Until Baltar develops a detection test for us, we won’t know for certain who’s a machine. But you can take my word for it—these celebs contain no human parts.
1. Kristen Stewart
No surprises here—Smosh readers will expect Kristen to be on this list, so I’ve put her first. I know Kristen is a robot because she can make exactly one facial expression: blank-eyed and open-mouthed. I hope that scientists will someday develop a chip that enables her to feel emotions.
2. Sarah Palin
Sarah is the previously unseen 14th cylon model. Her mission was to turn our brains into vegetable pulp so she could take control of the planet, which would have made things a lot easier for her cylon masters when they arrived to enslave us. Sadly, before her creators realized that her communications program had a design flaw, they had already sent a copy of her to every planet in the galaxy. Whoops!
3. The Jonas Brothers
Like the replicants in Blade Runner, the Jonas Brothers were programmed with a four-year lifespan.
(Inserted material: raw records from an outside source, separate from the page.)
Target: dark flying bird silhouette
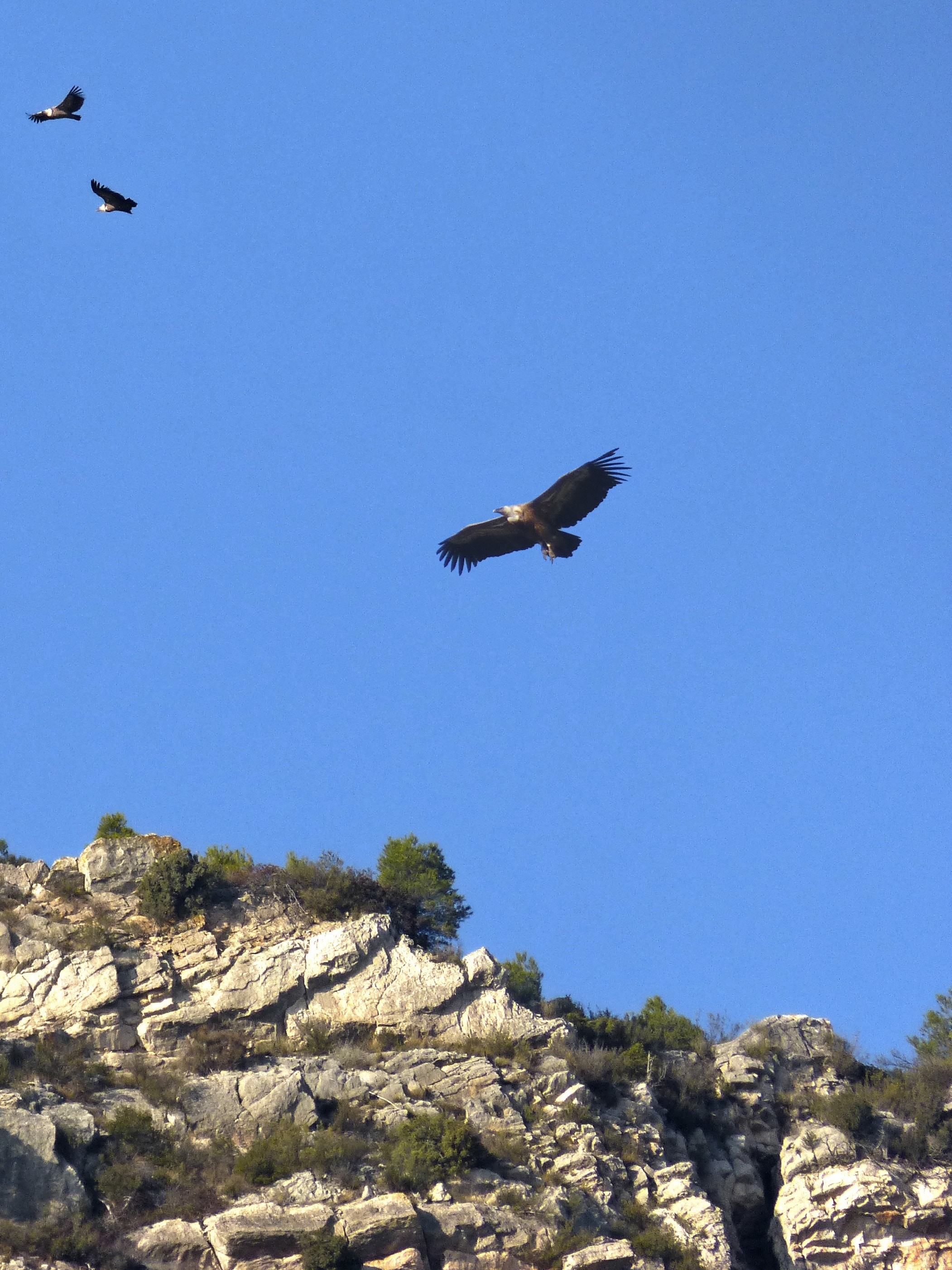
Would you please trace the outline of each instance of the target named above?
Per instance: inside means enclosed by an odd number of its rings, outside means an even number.
[[[117,194],[114,189],[109,189],[108,185],[100,185],[98,180],[90,180],[93,187],[93,193],[99,194],[103,199],[100,207],[96,207],[98,212],[128,212],[132,215],[132,208],[138,207],[135,198],[126,198],[124,194]]]
[[[618,457],[616,457],[618,456]],[[609,489],[626,480],[631,471],[622,461],[618,450],[609,450],[599,458],[593,458],[581,467],[560,476],[545,494],[533,498],[531,503],[515,503],[495,508],[500,514],[494,521],[480,521],[467,525],[452,538],[439,544],[437,555],[449,572],[463,565],[472,569],[480,560],[493,555],[509,555],[510,551],[526,551],[542,546],[547,560],[567,559],[581,542],[574,533],[564,533],[578,525],[608,494]]]
[[[51,105],[47,110],[37,110],[29,118],[34,123],[46,123],[47,119],[81,119],[83,116],[76,114],[76,110],[79,110],[85,100],[83,93],[74,84],[58,105]]]

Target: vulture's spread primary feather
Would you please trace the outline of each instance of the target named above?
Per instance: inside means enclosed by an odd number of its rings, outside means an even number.
[[[98,194],[103,199],[102,207],[96,207],[98,212],[128,212],[132,215],[132,208],[138,207],[135,198],[126,198],[124,194],[117,194],[114,189],[109,189],[108,185],[100,185],[98,180],[90,180],[93,187],[93,193]]]
[[[46,110],[37,110],[29,118],[34,123],[46,123],[47,119],[79,119],[81,116],[76,114],[76,110],[79,110],[85,100],[83,93],[74,84],[58,105],[51,105]]]
[[[500,514],[494,521],[467,525],[452,538],[444,538],[437,552],[444,565],[463,572],[480,560],[510,551],[526,551],[539,544],[547,560],[566,559],[575,551],[581,538],[564,533],[578,525],[589,512],[594,512],[609,489],[626,480],[626,467],[618,450],[609,450],[581,467],[560,476],[555,485],[533,498],[531,503],[498,507]]]

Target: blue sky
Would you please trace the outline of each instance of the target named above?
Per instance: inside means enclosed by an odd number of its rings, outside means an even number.
[[[414,832],[551,994],[900,1044],[952,980],[948,8],[5,37],[0,836]],[[612,446],[572,560],[439,566]]]

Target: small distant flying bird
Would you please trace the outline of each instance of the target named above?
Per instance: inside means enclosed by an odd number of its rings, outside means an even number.
[[[81,119],[83,116],[76,114],[76,110],[79,110],[85,100],[83,93],[74,84],[58,105],[51,105],[47,110],[37,110],[29,118],[34,123],[46,123],[47,119]]]
[[[135,198],[126,198],[123,194],[117,194],[114,189],[109,189],[108,185],[100,185],[98,180],[90,180],[93,187],[93,193],[98,194],[103,203],[96,207],[98,212],[128,212],[132,215],[132,208],[138,207]]]
[[[531,503],[496,507],[499,516],[495,521],[467,525],[452,538],[440,542],[437,555],[444,565],[449,565],[451,573],[458,569],[461,574],[463,565],[472,569],[489,556],[526,551],[537,544],[547,560],[565,560],[581,538],[562,530],[594,512],[608,490],[626,480],[625,472],[628,471],[631,469],[626,467],[618,450],[609,450],[560,476],[555,485]]]

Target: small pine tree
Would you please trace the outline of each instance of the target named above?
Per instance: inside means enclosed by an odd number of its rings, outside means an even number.
[[[109,812],[99,822],[99,828],[96,829],[96,838],[127,838],[135,837],[136,831],[131,824],[126,823],[126,817],[122,812]]]
[[[906,1038],[919,1062],[952,1058],[952,987],[937,992],[938,1010],[927,1010],[915,1036]]]
[[[218,883],[204,860],[176,847],[156,856],[136,884],[138,908],[145,917],[166,925],[202,912]]]
[[[415,834],[387,838],[377,860],[377,881],[393,899],[400,927],[424,949],[452,944],[472,909],[456,889],[456,874],[435,842]]]
[[[0,838],[0,865],[28,865],[29,862],[29,856],[11,855],[6,838]]]
[[[523,1006],[537,1006],[542,999],[542,972],[534,956],[517,952],[503,963],[509,996]]]

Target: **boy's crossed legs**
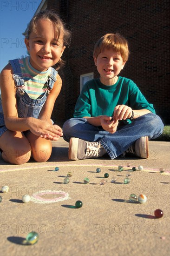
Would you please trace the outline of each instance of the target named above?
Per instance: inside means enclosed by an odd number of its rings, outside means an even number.
[[[63,138],[70,141],[69,157],[72,160],[99,157],[106,153],[114,159],[127,153],[147,158],[148,138],[158,137],[163,129],[161,119],[153,113],[120,126],[113,134],[90,124],[85,118],[72,118],[63,127]]]

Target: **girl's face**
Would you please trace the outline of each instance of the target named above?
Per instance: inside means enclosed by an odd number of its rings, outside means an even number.
[[[118,80],[117,75],[123,69],[125,63],[121,54],[111,49],[105,49],[97,58],[94,57],[94,60],[100,74],[101,82],[105,85],[115,83]]]
[[[36,29],[37,32],[31,32],[25,42],[32,66],[37,70],[45,71],[59,61],[65,48],[63,35],[61,33],[57,41],[52,23],[49,20],[39,20]]]

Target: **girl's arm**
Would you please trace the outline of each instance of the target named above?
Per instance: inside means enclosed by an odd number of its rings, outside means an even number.
[[[32,117],[20,118],[18,117],[16,89],[12,75],[13,71],[10,64],[3,69],[0,74],[2,103],[6,127],[9,130],[14,131],[24,131],[30,129],[37,135],[47,134],[52,136],[55,136],[56,134],[58,135],[59,131],[54,128],[52,123],[46,121],[42,122],[39,119]],[[50,106],[50,109],[51,108]]]
[[[47,100],[39,113],[39,119],[42,121],[46,121],[51,123],[51,116],[54,108],[55,101],[61,91],[62,84],[61,77],[58,74],[56,81],[54,83],[52,89],[48,96]]]

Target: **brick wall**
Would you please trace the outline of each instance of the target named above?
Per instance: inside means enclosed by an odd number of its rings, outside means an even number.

According to our math, they have one year left before they auto-destruct. Enjoy your time here, boys!
4. Paris Hilton
Paris is actually a robotic puppet, controlled by invisible wires that link to a satellite orbiting the earth. Unfortunately, the wires get crossed sometimes, especially when she’s crawling around on a soapy car.
5. Katie Holmes
Katie Holmes exists for two reasons: to spawn children for Tom Cruise and to look pretty on his arm when they go out in public. As no human woman would voluntarily do the nasty with Crazy Cruise, I am absolutely certain that Katie was designed in a factory in Japan. You would think they would have given him a shorter model…
6. Jim Parsons
I think everyone knows that Jim Parsons is an android, but I don’t care. Sheldon Cooper is the awesomest dude on TV. I’d charge his battery any day.
7. Arnold Schwarzenegger
An older model, Arnold needs frequent oiling. He had planned to upgrade himself, but he spent all his money becoming the Governator.
8. Oprah
Much like The Terminator, Oprah was built in the distant, post-apocalyptic future and sent back in time to destroy America. Also like the Terminator, she won’t stop, and the only way to kill her is to throw her in a pool of molten lava.
9. Clay Aiken
Clay is still hoping to find the Blue Fairy so he can become a Real Boy.
10. Taylor Swift
One of the first cyborgs created on Planet Earth, Taylor Swift is the perfect marriage of human organs and robotic parts. I’m not certain which parts of her are organic, but I’m pretty sure her brain is. If scientists had programmed it, she’d be a lot less dumb.
Which famous people do you think are robots?